La météo l'annonçait... grands froids, puis tempête de neige...

Je m'y étais préparé. J'avais enregistré dans ma tête quoi manger, organisé mon petit local de stockage, accessible seulement le jour, pour que ce soit facile et rapide de prendre une quantité suffisante de calories en boite ou en sachet, pour faire face à n'importe quoi, sans avoir à chercher, sans avoir à réflechir, rapidement.

Bon, j'ai également des options, en cas d'urgence extrème... Bien sûr, certains diront que je suis déjà en situation d'urgence extrème!

Alors, ce soir-là, alors que le thermomètre tournait déjà autour de moins dix-huit, j'étais serein, prêt à faire face à la musique.

Je me suis habillé; Un t-shirt en coton, un sweater en coton léger, un gilet de laine assez mince, un chandail en polaire, et un blouson imperméable technique. Une paire de caleçons longs, une paire de jeans, et une paire de chaussettes de sport de coton, le point faible de ma tenue. Et une paire de chaussures de sport d'été, en toile aérée, très pratiques l'été car on ne transpire pas dedans... :-D

(Non, je ne suis pas maso, je n'ai juste pas eu la possibilité de retrouver à temps une paire de chaussure adéquate!)

J'ai pris un thermomètre électronique pour pouvoir contrôler visuellement les changements de température et ne pas me laisser surprendre pendant la nuit. C'est un thermomètre que j'avais acheté il y a trois ans pour documenter mes travaux sur des modèles éco-énergétiques. Il va trouver une nouvelle utilité pour quantifier les énergies et les températures dans une nuit de sdf...

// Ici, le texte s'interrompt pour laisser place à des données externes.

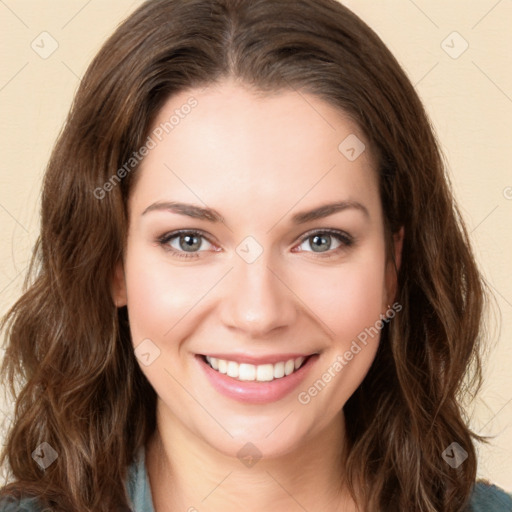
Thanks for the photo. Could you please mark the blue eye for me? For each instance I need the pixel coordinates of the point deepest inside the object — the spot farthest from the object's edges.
(184, 243)
(190, 243)
(321, 241)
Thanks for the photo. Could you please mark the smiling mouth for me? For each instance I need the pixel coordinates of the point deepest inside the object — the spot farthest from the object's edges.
(255, 373)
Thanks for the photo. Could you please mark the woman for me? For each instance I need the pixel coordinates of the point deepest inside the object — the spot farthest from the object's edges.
(186, 343)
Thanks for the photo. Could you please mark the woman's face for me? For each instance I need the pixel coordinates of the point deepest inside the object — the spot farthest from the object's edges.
(255, 280)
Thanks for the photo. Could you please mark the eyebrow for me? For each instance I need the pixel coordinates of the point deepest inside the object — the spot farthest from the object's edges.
(212, 215)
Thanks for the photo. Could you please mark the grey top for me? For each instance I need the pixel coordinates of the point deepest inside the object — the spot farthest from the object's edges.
(486, 497)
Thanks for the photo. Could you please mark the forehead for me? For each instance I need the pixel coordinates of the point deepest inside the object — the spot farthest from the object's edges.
(225, 145)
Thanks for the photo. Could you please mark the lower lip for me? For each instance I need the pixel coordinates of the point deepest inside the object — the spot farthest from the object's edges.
(253, 392)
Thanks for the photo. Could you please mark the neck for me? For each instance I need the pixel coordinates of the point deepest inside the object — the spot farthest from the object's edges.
(188, 474)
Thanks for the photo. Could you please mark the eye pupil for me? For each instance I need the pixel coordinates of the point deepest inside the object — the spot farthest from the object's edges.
(190, 242)
(324, 241)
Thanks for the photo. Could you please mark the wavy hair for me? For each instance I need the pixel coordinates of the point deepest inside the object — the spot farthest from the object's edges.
(69, 360)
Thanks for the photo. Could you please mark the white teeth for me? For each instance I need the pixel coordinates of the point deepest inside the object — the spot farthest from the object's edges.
(251, 372)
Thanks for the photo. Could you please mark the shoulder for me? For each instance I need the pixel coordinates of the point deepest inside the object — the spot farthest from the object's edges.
(487, 497)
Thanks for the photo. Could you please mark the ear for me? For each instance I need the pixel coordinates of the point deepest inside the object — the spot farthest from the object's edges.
(393, 267)
(119, 295)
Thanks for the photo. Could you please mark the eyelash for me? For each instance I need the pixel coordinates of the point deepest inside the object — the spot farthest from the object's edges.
(345, 239)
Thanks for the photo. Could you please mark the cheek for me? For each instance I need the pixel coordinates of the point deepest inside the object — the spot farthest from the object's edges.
(348, 298)
(159, 294)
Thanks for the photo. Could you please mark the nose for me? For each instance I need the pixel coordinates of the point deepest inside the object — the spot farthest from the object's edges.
(259, 300)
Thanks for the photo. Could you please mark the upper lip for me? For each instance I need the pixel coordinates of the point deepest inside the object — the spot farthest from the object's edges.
(256, 360)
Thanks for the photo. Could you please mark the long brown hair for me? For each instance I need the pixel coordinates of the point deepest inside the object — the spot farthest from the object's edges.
(69, 359)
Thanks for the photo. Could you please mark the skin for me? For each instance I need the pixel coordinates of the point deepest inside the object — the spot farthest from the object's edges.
(257, 161)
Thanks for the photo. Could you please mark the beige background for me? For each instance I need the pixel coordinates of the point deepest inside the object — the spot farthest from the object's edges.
(467, 93)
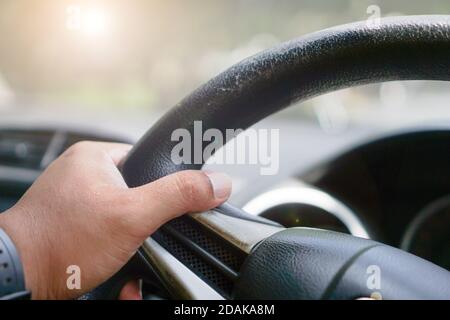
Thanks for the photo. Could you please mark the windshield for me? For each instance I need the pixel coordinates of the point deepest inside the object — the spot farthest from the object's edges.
(131, 60)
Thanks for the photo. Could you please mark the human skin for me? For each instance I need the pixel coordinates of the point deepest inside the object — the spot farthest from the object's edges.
(81, 212)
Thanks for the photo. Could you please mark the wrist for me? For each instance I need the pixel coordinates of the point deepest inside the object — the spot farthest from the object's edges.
(12, 281)
(12, 228)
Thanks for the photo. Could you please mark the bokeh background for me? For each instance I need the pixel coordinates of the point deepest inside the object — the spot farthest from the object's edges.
(113, 62)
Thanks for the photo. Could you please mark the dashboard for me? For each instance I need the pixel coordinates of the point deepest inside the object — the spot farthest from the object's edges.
(394, 188)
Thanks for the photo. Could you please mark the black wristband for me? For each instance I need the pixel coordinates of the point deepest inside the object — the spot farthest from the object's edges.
(12, 280)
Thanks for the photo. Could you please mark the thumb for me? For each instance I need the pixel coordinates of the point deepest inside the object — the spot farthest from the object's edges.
(179, 193)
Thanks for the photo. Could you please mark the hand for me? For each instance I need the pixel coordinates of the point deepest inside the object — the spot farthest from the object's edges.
(81, 212)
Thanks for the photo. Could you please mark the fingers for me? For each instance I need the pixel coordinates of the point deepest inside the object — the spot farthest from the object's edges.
(181, 192)
(131, 291)
(115, 151)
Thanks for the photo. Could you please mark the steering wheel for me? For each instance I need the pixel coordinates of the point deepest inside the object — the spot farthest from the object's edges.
(227, 253)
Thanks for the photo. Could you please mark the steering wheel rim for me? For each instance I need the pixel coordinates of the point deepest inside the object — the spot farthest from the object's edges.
(399, 48)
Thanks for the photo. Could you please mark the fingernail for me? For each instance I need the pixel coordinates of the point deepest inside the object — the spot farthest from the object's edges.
(221, 184)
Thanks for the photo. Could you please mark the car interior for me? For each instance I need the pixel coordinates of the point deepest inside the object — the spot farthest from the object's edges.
(346, 197)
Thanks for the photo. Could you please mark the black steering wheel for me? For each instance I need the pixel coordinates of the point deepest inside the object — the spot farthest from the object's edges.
(226, 253)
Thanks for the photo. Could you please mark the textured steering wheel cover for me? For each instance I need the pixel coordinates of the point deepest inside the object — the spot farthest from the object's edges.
(400, 48)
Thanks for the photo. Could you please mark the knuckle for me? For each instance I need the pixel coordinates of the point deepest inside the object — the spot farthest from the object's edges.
(78, 147)
(191, 189)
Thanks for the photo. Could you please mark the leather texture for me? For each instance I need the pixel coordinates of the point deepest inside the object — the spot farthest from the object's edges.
(301, 263)
(400, 48)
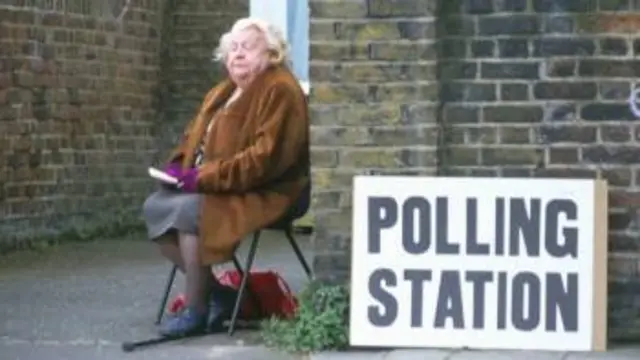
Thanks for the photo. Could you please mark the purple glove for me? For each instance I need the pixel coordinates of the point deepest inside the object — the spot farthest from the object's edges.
(174, 169)
(188, 180)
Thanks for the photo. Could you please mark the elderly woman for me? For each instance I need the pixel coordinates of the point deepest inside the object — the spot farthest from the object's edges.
(242, 164)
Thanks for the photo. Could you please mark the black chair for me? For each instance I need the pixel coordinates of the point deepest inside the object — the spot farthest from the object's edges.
(284, 224)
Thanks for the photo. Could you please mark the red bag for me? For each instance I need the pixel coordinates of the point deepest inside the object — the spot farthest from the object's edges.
(266, 289)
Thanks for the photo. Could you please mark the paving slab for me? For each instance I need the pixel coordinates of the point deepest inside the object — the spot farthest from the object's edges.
(419, 354)
(81, 301)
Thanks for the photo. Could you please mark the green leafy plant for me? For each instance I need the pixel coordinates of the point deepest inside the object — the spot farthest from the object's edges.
(320, 323)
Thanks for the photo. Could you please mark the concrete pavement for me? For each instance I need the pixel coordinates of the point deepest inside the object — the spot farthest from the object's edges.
(81, 301)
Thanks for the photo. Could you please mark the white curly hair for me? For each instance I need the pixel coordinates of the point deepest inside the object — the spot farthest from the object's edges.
(276, 41)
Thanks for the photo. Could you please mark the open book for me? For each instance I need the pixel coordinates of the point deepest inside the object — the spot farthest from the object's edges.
(162, 176)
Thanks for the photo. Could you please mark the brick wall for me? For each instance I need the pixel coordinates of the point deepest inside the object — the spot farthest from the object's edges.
(76, 110)
(524, 88)
(373, 107)
(539, 88)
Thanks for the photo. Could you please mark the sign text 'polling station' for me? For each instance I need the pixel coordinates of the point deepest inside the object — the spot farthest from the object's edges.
(499, 263)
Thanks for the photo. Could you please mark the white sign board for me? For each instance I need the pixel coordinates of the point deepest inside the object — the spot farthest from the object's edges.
(497, 263)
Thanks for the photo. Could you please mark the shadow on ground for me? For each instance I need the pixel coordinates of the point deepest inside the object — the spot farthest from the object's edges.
(81, 301)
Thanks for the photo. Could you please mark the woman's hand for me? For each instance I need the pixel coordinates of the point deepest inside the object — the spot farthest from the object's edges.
(174, 169)
(188, 180)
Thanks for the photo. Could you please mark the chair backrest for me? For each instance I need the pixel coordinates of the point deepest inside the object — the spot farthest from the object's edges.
(301, 206)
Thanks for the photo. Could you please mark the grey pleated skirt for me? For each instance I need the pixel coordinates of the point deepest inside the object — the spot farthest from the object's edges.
(166, 210)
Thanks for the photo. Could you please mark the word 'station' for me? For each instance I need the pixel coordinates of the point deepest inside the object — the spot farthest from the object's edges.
(486, 263)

Depuis trois semaines, j'avais mis de côté l'argent pour me payer ce petit resto qui fait un si bon steak-frites, pour moins de quinze dollars. J'avais pris des calories supplémentaires en barres de céréales ensachées individuellement. Pas écologique, mais dans les circonstances... Comme le restaurant offrait une promotion - le même steak-frites en "menu du jour", avec soupe aux pois en entrée, dessert et café - je n'ai rien pris de plus. J'ai mangé le petit pot de sauce brune bien grasse au complet. J'ai compris la semaine passée pourquoi les gens pauvres sont en si mauvaise santé! Alors que moi, je compte les calories pour en ingurgiter plus, eux en ingurgitent trop et devraient compter pour les réduire! Quel ineptie! La pauvreté peut aussi se mesurer à l'excès de calories ingurgitées quotidiennement!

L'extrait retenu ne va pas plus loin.